Exchange between Con Dao’s Former Political Prisoner – Lê Tú Cẩm and A Delegation of Japanese Teachers

In recent years, the War Remnants Museum has become a popular tourist attraction for both Vietnamese and international tourists. It is also a familiar location that regularly hosts exchanges between war witnesses and people of various types such as students and teachers from high schools and universities, women’s associations, etc. from many countries, especially those from Japan.

On December 27, 2018, an exchange between a delegation of teachers from Japan and former political prisoner Lê Tú Cẩm, who was detained in several prisons, including the so-called “hell on earth” - Con Dao Prison, was held at the museum. The meeting took place for a short period of time, just a few hours; however, the Japanese teachers were able to listen to the former female political prisoner’s talk about her own life and revolutionary activities.
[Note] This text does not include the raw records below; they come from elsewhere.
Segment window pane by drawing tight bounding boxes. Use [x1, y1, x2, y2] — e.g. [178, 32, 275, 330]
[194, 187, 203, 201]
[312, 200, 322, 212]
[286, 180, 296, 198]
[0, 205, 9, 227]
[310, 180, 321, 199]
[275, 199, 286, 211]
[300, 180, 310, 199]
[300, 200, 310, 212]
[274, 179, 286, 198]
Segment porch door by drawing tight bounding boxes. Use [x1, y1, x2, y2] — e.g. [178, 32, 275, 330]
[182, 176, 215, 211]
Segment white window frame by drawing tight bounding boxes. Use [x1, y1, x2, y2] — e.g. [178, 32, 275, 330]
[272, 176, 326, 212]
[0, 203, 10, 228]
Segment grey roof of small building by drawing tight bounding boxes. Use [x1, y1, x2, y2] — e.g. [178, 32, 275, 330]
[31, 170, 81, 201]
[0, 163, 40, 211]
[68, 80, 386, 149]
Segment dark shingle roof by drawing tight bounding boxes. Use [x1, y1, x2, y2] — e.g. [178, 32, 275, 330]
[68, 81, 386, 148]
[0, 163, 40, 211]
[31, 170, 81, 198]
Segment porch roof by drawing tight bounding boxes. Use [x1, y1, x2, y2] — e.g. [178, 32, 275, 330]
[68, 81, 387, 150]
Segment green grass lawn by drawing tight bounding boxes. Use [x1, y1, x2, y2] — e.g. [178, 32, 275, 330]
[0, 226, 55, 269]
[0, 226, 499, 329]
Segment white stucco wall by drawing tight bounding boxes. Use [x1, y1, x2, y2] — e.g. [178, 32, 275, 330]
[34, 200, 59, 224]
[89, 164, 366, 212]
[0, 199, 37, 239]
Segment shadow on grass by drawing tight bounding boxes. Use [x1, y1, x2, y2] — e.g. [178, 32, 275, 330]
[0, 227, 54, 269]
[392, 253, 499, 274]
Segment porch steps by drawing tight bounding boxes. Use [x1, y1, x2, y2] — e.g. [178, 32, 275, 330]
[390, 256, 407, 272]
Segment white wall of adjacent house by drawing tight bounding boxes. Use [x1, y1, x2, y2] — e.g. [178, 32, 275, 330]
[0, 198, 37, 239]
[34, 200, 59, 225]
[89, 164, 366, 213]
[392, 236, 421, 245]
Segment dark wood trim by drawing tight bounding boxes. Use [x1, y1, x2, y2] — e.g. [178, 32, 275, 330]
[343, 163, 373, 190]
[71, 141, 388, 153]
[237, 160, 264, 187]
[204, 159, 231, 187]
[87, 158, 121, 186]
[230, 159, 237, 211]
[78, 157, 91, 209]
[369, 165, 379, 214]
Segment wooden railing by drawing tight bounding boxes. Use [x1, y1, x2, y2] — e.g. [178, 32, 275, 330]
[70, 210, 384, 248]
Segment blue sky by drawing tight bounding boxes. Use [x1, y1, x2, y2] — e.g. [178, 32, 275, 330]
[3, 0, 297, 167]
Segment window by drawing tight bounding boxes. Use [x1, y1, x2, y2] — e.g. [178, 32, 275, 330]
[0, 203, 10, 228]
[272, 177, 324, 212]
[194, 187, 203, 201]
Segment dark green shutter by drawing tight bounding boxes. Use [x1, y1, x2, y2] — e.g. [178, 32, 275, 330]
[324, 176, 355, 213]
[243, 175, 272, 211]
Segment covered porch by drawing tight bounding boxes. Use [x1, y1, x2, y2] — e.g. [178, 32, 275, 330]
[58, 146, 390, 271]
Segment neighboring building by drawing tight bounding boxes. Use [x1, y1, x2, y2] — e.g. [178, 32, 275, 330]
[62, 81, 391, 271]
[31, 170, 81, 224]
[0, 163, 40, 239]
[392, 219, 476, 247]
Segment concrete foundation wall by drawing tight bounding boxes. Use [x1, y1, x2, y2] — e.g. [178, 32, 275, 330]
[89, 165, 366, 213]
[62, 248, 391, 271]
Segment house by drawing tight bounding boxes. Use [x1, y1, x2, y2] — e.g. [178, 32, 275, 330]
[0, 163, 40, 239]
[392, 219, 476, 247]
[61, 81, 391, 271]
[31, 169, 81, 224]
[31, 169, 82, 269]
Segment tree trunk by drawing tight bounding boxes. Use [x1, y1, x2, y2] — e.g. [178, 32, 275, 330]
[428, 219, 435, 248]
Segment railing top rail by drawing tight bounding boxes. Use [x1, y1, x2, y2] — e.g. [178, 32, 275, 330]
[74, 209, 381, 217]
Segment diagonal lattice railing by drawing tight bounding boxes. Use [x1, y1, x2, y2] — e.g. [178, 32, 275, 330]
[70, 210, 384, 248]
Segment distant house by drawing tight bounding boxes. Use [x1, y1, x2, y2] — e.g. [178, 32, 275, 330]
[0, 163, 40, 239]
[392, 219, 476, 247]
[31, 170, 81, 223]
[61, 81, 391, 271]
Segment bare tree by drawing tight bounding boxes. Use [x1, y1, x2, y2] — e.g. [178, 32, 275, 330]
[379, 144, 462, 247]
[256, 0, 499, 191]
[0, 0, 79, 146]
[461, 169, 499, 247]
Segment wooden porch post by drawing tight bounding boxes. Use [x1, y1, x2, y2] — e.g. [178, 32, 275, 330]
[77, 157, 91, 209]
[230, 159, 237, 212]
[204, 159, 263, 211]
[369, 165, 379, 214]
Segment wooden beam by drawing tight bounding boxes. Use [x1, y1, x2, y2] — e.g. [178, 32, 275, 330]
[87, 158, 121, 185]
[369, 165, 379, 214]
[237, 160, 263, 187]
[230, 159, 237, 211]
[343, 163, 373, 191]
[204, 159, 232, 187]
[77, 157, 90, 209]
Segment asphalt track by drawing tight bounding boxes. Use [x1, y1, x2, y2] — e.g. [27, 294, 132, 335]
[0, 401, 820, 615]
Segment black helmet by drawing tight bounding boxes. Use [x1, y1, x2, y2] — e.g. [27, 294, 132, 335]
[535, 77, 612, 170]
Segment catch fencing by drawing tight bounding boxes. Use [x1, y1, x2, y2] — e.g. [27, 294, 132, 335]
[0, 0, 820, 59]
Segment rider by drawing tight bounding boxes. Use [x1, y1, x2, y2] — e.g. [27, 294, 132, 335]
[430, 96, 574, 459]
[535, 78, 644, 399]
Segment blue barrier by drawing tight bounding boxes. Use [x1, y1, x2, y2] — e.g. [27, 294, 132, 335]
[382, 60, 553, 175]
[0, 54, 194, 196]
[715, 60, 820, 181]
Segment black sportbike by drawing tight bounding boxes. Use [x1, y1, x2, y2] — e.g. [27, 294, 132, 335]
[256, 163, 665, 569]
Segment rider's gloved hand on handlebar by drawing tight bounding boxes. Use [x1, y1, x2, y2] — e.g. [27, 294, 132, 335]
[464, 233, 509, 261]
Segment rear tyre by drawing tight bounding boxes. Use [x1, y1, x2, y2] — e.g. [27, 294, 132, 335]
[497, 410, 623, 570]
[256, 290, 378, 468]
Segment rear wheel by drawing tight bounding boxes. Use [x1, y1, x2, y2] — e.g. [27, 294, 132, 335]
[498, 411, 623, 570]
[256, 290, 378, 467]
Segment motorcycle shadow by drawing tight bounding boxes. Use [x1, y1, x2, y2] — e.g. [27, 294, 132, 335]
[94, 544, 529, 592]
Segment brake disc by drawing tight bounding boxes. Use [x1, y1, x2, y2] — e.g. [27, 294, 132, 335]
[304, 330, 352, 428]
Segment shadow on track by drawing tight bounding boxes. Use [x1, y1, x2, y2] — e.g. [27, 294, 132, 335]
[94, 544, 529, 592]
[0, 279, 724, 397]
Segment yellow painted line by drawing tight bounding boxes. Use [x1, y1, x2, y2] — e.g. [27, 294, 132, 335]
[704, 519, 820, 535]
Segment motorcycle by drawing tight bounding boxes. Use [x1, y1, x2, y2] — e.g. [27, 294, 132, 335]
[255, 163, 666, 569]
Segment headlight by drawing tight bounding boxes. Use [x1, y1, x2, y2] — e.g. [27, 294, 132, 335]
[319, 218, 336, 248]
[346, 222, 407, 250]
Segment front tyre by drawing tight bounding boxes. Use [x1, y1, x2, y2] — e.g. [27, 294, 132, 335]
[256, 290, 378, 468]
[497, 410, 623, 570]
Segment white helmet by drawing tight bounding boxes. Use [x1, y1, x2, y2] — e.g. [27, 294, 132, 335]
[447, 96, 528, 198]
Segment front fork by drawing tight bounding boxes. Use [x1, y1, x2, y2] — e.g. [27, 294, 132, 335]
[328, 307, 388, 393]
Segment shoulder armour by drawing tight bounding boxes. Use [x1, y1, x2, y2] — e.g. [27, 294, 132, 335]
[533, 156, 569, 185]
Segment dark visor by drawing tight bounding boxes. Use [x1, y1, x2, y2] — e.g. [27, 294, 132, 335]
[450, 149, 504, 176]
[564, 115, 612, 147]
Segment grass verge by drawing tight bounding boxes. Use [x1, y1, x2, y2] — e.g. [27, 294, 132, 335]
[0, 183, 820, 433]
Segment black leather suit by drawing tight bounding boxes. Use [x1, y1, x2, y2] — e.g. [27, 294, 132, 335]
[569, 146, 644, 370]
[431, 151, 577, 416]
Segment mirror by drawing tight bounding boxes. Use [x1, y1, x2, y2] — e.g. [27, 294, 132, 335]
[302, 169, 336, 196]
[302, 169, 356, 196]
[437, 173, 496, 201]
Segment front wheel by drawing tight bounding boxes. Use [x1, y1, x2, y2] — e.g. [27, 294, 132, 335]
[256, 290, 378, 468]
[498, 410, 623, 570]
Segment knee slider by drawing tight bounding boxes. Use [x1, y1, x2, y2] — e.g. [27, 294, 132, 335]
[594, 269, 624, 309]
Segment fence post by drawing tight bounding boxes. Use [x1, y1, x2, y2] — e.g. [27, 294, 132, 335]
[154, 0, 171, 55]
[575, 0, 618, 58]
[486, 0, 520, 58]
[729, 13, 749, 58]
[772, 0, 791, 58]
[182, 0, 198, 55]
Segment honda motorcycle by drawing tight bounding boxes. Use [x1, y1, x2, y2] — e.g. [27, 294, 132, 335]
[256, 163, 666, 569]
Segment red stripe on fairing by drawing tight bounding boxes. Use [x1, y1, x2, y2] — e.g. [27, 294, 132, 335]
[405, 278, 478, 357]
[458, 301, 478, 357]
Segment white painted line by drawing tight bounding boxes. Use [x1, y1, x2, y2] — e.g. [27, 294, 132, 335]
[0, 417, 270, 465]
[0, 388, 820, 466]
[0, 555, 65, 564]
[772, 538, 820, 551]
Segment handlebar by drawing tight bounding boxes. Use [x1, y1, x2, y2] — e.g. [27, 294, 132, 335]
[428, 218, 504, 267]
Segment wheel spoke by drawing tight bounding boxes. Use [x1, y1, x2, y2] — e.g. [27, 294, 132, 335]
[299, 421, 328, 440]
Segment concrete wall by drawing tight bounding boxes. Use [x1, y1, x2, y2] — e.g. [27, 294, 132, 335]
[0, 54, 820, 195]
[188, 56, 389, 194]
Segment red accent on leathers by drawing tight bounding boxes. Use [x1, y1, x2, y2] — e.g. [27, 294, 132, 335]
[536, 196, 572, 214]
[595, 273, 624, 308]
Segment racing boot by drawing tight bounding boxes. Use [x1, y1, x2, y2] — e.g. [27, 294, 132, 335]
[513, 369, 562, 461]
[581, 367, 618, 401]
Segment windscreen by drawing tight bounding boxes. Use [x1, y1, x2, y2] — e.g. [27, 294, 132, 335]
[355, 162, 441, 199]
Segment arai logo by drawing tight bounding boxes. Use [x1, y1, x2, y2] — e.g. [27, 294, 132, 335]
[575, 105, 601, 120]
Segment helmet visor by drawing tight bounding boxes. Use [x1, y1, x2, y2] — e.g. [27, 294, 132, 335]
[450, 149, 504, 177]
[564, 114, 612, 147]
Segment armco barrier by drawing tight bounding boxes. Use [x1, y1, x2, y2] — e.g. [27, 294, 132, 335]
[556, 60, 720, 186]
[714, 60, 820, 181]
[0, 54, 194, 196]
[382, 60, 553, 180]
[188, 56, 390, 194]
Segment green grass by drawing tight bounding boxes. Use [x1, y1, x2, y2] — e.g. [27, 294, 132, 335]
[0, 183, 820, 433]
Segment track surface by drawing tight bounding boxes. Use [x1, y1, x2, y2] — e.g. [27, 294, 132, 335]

Born and brought up in Saigon at the time when the country was being divided, Lê Tú Cẩm was educated in Gia Long School (now Nguyễn Thị Minh Khai High School), an all-girl school with a long tradition of revolutionary activities. Thus, just at the age of fifteen, she was fully aware of the country’s situation. Then, she actively participated in revolutionary activities. The initial activities of such a 15-year-old girl at Gia Long School were how to encourage and engage her friends to participate in revolutionary activities. Her distributing leaflets and causing explosions in the school in peak hours left a great impact on the student movements in Gia Long School as well as Saigon thereupon.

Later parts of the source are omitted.